軍の内訳は、馬に乗っている者が30名ほど、残りは全て歩兵である。
「ハノイ村までもう少しだ! 歩兵たちよ。踏ん張るのだ!」
ジョイルは声を大にして指示を飛ばす。現在歩兵たちは、馬に遅れないように走って移動していた。
皆不満1つ言わずに、汗を垂らしながら必死であった。事情を知る者はもちろん、知らない者も重苦しい雰囲気を汲み取り、周りに合わせている。
「将軍。あの紙には、一体何が書かれていたのですか?」
アレシアの問いにジョイルは少しの間、沈黙を通した。ここで言うと、他の兵たちにも聞こえるからだ。
しかし結局のところ、彼は弁ずることを決めた。
「……大体予想はしているだろうが、……ヤクトは、……王を殺す気だ」
アレシアは、本にあった「ヤクト」と今、近衛兵である「ヤクト」が同一人物かもしれないと思惟していたので、ジョイルの言う通り、それを予想していた。

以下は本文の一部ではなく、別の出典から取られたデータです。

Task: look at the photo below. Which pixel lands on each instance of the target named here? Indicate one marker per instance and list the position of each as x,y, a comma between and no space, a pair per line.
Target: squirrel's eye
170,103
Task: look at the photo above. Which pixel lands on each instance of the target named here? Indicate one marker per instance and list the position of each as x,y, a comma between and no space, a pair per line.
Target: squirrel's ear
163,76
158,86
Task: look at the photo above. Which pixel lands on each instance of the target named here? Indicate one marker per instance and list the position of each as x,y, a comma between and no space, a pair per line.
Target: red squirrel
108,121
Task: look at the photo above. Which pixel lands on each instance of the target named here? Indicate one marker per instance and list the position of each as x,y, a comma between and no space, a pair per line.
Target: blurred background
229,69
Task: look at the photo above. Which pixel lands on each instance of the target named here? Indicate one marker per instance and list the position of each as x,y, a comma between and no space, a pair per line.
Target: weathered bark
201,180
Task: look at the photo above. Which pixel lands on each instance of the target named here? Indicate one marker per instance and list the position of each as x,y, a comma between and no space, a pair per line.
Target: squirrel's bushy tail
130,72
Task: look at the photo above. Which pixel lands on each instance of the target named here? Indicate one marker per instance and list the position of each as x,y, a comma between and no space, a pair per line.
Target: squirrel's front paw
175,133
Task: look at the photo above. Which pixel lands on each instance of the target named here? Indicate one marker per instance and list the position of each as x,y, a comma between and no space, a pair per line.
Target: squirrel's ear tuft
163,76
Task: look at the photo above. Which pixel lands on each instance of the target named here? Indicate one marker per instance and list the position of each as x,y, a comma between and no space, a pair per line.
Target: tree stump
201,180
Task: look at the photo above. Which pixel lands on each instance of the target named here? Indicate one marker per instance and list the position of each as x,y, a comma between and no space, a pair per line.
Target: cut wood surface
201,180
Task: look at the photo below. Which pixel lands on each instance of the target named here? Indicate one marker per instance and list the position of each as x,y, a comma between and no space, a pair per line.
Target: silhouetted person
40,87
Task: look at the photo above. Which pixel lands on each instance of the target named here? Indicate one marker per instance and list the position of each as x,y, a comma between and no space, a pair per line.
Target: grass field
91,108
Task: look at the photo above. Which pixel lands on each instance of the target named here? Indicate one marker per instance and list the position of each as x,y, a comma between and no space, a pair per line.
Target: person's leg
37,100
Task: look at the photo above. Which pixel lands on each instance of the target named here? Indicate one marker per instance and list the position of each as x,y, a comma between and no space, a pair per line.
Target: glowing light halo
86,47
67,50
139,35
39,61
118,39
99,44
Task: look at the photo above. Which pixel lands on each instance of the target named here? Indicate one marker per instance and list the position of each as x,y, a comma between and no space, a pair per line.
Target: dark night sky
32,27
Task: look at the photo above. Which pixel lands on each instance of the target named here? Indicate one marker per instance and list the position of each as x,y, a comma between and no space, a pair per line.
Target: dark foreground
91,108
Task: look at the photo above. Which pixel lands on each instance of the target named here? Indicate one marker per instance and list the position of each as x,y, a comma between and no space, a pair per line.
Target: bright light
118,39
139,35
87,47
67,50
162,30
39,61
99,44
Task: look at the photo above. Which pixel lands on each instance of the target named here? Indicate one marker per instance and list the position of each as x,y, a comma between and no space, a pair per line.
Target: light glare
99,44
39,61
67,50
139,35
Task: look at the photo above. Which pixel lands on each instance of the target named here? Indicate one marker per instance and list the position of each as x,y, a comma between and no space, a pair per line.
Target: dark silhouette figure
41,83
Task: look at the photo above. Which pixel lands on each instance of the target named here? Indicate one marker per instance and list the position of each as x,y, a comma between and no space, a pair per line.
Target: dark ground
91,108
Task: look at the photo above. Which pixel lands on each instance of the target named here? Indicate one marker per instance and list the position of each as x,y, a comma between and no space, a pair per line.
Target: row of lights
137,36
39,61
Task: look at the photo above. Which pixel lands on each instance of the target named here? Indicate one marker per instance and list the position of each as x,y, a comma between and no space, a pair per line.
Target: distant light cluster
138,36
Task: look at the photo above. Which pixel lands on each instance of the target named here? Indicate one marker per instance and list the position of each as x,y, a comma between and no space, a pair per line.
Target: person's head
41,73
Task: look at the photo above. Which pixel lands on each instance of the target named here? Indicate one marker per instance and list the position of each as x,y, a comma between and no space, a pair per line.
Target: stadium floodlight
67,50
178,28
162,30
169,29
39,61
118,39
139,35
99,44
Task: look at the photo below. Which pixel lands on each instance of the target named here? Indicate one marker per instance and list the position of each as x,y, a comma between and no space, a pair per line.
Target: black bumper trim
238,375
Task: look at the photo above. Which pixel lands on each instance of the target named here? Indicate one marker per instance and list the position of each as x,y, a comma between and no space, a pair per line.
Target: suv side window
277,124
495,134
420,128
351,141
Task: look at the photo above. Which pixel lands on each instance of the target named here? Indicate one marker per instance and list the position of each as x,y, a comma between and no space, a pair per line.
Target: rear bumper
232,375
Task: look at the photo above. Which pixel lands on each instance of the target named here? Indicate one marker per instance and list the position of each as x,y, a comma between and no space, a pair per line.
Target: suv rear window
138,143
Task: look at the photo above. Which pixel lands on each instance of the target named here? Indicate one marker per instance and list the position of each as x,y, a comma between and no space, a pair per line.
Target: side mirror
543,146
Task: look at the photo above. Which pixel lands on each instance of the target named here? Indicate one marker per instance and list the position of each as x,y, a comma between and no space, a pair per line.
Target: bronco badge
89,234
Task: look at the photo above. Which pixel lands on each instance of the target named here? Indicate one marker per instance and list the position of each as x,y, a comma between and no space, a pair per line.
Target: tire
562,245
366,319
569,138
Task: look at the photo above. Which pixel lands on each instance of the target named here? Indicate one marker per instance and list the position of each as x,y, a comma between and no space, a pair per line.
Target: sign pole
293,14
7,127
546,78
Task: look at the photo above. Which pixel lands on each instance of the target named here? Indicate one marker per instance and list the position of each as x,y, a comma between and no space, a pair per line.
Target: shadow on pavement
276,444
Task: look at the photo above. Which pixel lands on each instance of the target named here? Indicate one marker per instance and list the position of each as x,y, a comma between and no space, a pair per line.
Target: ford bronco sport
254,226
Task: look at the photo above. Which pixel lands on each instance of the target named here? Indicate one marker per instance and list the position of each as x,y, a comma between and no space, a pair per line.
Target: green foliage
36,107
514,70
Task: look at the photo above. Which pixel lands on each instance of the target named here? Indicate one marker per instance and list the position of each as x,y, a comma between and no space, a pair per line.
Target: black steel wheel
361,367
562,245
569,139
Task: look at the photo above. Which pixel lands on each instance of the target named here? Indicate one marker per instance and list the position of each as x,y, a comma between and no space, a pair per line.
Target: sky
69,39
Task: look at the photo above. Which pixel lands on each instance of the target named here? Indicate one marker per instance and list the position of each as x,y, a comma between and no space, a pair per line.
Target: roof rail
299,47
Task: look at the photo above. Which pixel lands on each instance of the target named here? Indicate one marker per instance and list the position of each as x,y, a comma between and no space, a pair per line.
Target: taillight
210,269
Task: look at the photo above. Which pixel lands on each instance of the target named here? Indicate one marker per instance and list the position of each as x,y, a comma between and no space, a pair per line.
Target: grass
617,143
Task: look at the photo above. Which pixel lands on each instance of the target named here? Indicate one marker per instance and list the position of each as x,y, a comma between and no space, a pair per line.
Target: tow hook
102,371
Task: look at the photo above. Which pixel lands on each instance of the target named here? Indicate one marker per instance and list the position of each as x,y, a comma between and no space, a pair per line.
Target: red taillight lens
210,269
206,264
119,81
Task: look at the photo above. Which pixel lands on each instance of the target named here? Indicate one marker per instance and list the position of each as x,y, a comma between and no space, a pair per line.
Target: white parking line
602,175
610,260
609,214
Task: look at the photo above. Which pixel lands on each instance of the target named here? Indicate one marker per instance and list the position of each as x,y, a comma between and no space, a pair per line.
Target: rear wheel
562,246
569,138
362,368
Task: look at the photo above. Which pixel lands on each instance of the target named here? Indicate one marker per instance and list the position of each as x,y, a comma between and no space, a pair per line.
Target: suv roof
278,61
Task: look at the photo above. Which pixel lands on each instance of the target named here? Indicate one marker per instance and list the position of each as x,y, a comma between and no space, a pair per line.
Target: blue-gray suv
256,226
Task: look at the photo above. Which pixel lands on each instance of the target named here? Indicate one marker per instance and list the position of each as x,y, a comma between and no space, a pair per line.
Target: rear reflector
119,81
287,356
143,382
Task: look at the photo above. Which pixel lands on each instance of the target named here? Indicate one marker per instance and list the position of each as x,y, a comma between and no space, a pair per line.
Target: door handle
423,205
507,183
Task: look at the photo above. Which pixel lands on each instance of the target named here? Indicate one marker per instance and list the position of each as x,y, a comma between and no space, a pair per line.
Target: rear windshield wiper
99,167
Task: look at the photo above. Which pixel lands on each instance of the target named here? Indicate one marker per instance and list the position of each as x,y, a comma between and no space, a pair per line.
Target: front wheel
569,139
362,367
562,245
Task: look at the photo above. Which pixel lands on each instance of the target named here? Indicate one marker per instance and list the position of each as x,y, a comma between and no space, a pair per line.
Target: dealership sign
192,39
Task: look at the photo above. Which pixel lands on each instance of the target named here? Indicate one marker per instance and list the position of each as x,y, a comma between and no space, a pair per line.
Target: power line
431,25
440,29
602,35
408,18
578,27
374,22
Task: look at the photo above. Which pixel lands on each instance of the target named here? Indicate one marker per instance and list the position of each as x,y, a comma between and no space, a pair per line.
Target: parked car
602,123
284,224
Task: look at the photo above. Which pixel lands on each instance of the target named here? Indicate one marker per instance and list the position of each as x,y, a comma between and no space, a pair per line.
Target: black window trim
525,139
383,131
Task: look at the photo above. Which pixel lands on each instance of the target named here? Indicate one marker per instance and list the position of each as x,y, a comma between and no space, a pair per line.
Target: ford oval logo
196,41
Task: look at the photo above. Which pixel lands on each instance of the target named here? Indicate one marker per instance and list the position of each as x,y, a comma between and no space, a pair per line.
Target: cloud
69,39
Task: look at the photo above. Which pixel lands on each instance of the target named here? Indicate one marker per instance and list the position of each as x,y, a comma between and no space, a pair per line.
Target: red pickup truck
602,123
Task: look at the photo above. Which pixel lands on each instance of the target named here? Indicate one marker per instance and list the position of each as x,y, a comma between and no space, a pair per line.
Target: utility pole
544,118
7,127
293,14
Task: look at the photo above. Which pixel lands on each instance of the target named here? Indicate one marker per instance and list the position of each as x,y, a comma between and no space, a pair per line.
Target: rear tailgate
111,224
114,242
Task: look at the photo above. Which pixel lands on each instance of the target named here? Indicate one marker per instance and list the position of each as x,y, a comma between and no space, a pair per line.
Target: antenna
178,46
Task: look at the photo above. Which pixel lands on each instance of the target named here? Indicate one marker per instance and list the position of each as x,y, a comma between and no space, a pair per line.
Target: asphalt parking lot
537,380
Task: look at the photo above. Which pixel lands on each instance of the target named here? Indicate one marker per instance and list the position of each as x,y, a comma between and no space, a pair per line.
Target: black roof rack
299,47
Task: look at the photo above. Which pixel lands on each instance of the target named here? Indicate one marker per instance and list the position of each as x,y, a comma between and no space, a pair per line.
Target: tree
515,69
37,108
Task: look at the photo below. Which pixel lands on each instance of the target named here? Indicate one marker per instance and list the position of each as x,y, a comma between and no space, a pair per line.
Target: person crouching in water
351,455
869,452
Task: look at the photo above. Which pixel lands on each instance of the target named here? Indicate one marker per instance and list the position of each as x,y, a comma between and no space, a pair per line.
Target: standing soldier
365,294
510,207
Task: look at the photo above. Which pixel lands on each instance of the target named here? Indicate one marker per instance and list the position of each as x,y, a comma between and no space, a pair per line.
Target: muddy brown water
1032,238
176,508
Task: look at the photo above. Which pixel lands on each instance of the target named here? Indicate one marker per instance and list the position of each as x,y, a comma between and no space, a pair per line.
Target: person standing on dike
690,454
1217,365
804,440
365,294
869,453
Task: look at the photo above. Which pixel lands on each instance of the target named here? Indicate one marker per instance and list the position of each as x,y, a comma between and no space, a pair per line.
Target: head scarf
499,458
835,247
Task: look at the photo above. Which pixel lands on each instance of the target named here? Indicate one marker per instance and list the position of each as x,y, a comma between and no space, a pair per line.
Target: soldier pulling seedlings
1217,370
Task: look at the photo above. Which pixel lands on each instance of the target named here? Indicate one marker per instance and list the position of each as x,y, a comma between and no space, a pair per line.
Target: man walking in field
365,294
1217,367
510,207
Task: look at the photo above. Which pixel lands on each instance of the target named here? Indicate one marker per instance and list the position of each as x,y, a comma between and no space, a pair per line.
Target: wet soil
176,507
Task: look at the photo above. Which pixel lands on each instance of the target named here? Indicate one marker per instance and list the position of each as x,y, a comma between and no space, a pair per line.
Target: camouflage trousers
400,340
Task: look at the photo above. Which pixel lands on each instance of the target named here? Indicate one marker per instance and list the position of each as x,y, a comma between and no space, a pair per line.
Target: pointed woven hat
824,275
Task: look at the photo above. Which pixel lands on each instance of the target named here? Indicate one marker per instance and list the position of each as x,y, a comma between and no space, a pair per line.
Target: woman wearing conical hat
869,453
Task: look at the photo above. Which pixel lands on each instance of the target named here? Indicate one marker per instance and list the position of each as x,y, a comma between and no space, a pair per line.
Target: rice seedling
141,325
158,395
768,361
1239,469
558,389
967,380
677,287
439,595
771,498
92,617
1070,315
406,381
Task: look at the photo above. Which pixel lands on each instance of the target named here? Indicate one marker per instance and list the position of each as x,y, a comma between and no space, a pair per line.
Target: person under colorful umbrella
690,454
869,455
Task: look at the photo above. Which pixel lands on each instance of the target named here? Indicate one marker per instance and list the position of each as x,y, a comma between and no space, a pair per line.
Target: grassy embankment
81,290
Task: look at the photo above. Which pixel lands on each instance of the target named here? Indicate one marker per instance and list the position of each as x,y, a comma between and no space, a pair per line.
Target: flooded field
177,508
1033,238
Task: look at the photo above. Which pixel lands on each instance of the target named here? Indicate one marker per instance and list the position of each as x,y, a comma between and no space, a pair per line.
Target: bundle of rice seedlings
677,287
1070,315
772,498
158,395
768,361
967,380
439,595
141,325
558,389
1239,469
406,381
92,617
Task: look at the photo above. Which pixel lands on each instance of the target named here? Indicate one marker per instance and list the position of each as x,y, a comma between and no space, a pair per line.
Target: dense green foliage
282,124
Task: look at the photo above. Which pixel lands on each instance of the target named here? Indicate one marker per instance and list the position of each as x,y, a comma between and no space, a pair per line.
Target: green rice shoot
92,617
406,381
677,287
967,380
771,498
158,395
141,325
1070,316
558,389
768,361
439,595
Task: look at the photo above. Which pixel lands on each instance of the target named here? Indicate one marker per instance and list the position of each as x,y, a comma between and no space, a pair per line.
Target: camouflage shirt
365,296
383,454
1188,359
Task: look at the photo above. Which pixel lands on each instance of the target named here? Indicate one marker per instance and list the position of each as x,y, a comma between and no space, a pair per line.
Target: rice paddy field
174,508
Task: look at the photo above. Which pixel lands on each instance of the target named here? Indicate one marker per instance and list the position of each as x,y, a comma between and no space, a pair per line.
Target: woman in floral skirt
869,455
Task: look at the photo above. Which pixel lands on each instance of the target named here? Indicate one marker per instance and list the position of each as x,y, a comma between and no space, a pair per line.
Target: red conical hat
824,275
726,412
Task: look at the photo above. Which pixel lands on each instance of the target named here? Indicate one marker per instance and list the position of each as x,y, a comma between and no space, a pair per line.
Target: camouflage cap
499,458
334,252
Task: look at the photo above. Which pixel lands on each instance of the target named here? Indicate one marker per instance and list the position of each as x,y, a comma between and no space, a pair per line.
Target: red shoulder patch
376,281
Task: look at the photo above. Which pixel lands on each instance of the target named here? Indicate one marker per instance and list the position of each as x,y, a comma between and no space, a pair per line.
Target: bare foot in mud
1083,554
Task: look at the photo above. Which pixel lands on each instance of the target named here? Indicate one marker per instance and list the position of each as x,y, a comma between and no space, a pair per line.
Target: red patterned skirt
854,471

そして、予想が事実に変わったことを示唆するような彼の発言により、彼女は紙の内容がそういうものであったのだと理解した。
しかし、何も知らない者たちにとっては、その発言は驚嘆に値することである。
「えっ!?」
「どういうことですか!?」
「意味がわかりませんよ!」
かなりの速さで走っているのにもかかわらず、紙を読んだ兵士を除いて、軍は騒ぎ始める。
「落ち着けっ! 現在の状況は、私にも正確にはわからん! 取り敢えず、ハノイ村へ急ぐのだ!」
ジョイルは、王家の血とゲートの関係については語らなかった。彼は、もし言えば、兵士たちがさらに混乱することが分かっていたからだ。
カラナの村ゲート周辺
「やっと。……やっとだよ、タヤさん」
ハノイは嬉しがっていた。あとは、自らの体に流れる生き血をゲートの上で撒き散らすだけで、復讐が完了されるためである。
「君もさっきの反応は面白かったよ」
彼の目線の先には、真っ赤な地面と動かなくなった真っ赤な頭、そして、真っ赤な体があった。
「わざわざ最後に入れ替わった甲斐があった」
ハノイの肩の上には、いつの間にか、黒い塊が乗っていた。それは、風に吹かれて揺らめいている。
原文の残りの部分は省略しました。